Contrairement à l’Egypte, l’Algérie a refusé d’emblée de prendre part à cette expédition guerrière au Yémen. En effet, les Algériens ont prétexté qu’ils ne voulaient pas être les otages d’un conflit entre Iran et Arabie Saoudite. Selon les diplomates algériens, seule une solution pacifique peut permettre un règlement de cette crise yéménite. De plus, à l’heure où un accord entre Occidentaux et Iraniens semble en passe d’être conclu sur le nucléaire, les Américains seront tentés, par le suite, de lâcher leurs alliés Saoudiens. Et si l’on ajoute à cela que les Algériens ont vigoureusement demandé aux Saoudiens de réduire leur production de pétrole afin de provoquer une hausse sur le prix du baril mais sans obtenir satisfaction, on comprend encore plus le refus et la réticence de l’Algérie. 
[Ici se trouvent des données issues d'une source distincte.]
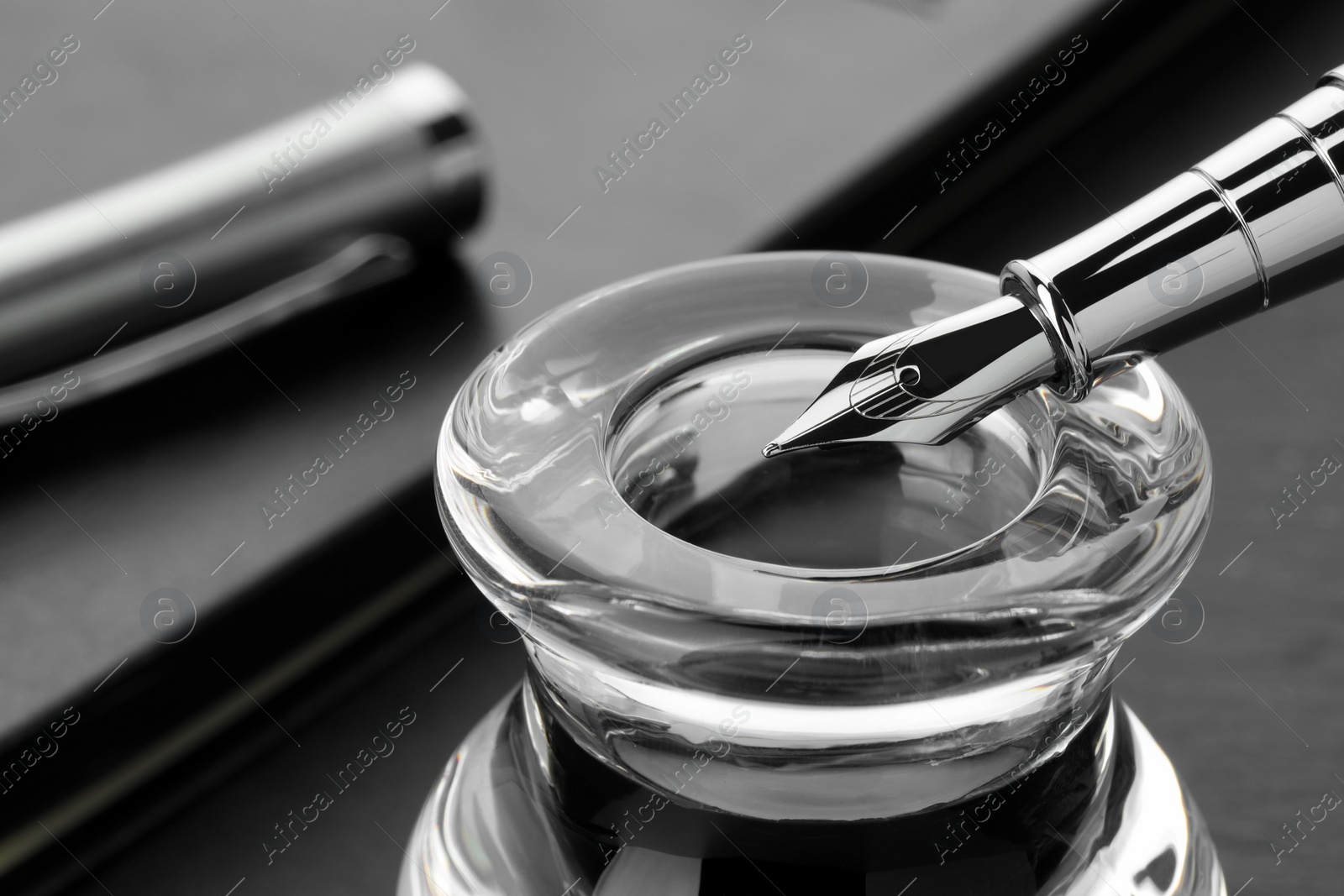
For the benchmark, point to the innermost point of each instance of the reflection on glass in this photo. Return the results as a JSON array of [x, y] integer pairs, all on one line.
[[839, 671]]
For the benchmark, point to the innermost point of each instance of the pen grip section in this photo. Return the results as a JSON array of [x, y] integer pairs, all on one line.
[[1257, 223]]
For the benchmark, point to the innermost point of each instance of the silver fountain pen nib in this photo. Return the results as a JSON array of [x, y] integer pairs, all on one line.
[[931, 383]]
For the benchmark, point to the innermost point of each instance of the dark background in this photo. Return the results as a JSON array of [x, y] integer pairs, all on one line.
[[165, 479]]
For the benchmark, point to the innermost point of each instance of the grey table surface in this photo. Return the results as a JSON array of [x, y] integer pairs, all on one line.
[[1247, 708]]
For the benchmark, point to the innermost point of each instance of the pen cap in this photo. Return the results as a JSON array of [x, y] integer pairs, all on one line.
[[396, 156], [1254, 224]]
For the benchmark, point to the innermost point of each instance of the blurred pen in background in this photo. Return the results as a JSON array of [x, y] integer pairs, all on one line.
[[131, 281]]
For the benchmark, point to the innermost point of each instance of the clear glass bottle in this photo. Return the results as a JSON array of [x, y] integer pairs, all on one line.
[[848, 671]]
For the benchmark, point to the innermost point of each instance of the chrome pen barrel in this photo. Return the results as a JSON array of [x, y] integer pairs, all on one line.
[[1254, 224]]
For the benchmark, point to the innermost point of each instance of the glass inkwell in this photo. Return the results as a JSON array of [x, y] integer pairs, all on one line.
[[869, 669]]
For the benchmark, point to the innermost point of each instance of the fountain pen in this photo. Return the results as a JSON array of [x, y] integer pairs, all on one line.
[[1253, 226]]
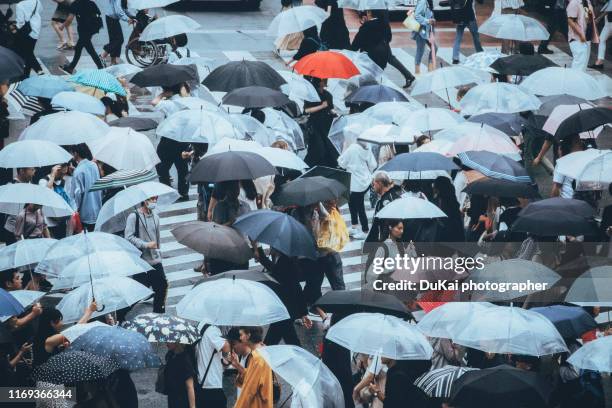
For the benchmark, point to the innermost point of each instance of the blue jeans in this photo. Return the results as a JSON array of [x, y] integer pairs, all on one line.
[[473, 27]]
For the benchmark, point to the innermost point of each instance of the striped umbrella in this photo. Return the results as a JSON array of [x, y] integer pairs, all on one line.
[[123, 178], [439, 382], [99, 79]]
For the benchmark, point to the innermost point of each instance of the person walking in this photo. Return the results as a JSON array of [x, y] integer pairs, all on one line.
[[142, 230], [89, 23], [28, 23], [464, 17]]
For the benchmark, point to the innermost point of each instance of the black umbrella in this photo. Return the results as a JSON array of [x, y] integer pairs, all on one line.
[[135, 122], [309, 190], [256, 97], [279, 230], [571, 321], [354, 301], [12, 65], [240, 74], [502, 188], [166, 75], [419, 161], [501, 387], [231, 166], [375, 94], [521, 64], [582, 121]]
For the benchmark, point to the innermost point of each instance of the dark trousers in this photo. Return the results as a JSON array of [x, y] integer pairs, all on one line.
[[85, 42], [156, 280], [357, 209], [115, 37]]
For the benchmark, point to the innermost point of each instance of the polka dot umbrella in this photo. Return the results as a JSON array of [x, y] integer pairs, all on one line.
[[73, 366], [130, 349]]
Une région plus qu’explosive  

Les conséquences géopolitiques sont également énormes. En effet, les Iraniens sont présents en Irak, en Syrie et au Yémen. Autrement dit, l’accord passé entre les Saoudiens et les Américains — à savoir un approvisionnement illimité en pétrole par l’Arabie contre une sécurité militaire assurée par les USA — risque de tomber à l’eau. Si les Chiites parvenaient à imposer leur volonté, notamment en Irak, en Syrie et au Yémen, cela pourrait représenter encore plus de pétrole et autres matières premières pour l’Amérique. Sachant que la diplomatie américaine privilégie ses intérêts avant tout autre principe, cette question de « l’ami saoudien » ne se poserait plus. 

Mais tout cela pourrait, dans la région, devenir très complexe, tellement la situation est explosive. L’Arabie Saoudite et le Qatar, entre autres, verraient d’un bon œil « l’Etat proclamé islamique » DAESH qui devient un rempart contre le chiisme iranien. Dans ces conditions, la coalition des Occidentaux pourrait également s’effriter, pour se désagréger, à mesure que les uns pencheraient pour une stabilité réputée sûre du monde musulman sunnite, et les autres plus tentés pour des accords avec les initiateurs — dans les années 70 — de la révolution islamique à la Khomeini. 

Alors, si les Occidentaux ainsi qu’Israël ont été à l’origine du Printemps arabe, à des fins d’une reconfiguration de la région du Moyen-Orient, il faudrait bien reconnaître que cette affaire aurait été bien mal préparée, tant, sur le terrain, tout le monde parait désormais dépassé par les événements.

Les Algériens le savent et veillent donc à ne pas succomber aux chants des sirènes. Pendant les années meurtrières (années 80-90) et endeuillées de son existence, l’Algérie était bien seule. Tout le monde, en ce temps-là, n’attendait qu’une chose : que l’Algérie implose et éclate en morceaux. Certains s’en délectaient déjà ! Et Forcément, quand on finit par compter ses amis sur les doigts d’une seule main, alors on ne voit plus du tout les choses comme auparavant.